Journal of Chemical Information and Modeling
|October 15, 2024
Summary
We introduce an open-source Python implementation of the Scaffold Identification and Naming System (SCINS) for organizing chemical structures. SCINS offers a balanced approach to chemical space partitioning, useful for analyzing large compound databases and screening results.
Area of Science:
- Computational chemistry
- Cheminformatics
- Drug discovery
Background:
- Organizing chemical structures is crucial for compound library analysis and hit list postprocessing.
- Existing methods like clustering are computationally intensive, while rule-based methods (e.g., Murcko scaffolds) can be too fine-grained.
- There is a need for methods balancing granularity and computational efficiency in chemical space partitioning.
Purpose of the Study:
- To provide an open-source Python implementation of the Scaffold Identification and Naming System (SCINS).
- To characterize SCINS and demonstrate its utility in analyzing chemical databases and guiding compound selection.
- To facilitate wider adoption and application of the SCINS method in cheminformatics.
Main Methods:
- Developed an open-source Python implementation of SCINS, relying solely on the RDKit library.

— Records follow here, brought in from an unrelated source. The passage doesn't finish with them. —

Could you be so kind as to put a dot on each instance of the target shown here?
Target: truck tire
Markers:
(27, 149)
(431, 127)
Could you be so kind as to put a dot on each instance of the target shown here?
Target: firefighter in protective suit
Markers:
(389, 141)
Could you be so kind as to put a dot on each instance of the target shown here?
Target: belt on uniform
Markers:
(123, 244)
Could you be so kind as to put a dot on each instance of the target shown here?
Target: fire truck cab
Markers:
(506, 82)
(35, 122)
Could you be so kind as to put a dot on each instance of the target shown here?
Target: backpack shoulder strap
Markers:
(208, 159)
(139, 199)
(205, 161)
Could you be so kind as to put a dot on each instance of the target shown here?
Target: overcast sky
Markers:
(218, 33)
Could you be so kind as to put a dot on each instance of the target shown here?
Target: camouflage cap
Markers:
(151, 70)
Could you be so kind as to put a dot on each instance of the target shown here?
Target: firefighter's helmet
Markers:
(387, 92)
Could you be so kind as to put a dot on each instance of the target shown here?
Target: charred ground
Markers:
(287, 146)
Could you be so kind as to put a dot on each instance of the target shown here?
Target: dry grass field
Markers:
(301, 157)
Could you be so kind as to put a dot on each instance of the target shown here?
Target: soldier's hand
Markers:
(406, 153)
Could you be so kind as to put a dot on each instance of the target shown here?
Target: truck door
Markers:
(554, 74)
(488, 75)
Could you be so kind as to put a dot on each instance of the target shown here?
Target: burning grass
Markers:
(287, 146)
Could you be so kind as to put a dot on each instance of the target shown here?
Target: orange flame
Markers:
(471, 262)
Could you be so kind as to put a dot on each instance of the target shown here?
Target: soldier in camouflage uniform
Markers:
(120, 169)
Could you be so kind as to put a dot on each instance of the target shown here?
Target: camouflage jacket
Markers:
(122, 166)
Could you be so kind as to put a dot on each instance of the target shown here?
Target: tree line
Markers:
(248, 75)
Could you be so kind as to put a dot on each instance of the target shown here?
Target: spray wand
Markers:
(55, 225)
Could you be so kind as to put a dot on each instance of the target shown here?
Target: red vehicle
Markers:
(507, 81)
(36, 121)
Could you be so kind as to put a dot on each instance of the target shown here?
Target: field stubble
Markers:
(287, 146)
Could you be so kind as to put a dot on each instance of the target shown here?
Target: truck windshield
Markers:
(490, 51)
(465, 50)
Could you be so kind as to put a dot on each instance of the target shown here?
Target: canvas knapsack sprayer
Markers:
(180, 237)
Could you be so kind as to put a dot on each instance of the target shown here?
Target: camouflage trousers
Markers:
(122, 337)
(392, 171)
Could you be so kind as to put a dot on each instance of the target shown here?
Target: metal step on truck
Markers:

- Applied SCINS to large chemical databases, including Enamine REAL Diverse and ChEMBL.
- Evaluated SCINS performance in identifying sparse and dense regions of chemical space and grouping bioactive compounds.
Main Results:
- SCINS effectively identifies sparsely and densely populated regions within large chemical datasets.
- Enamine REAL Diverse occupies a smaller SCINS space compared to ChEMBL, contrasting with Murcko scaffold analysis.
- SCINS provides chemically intuitive groupings for medium-sized bioactive compound sets, aiding virtual screening and hit list analysis.
Conclusions:
- The open-source SCINS implementation offers a computationally efficient and balanced approach to chemical structure organization.
- SCINS is valuable for exploring large chemical spaces and selecting relevant compounds for drug discovery.
- This work provides a practical tool and validation for the SCINS methodology in cheminformatics applications.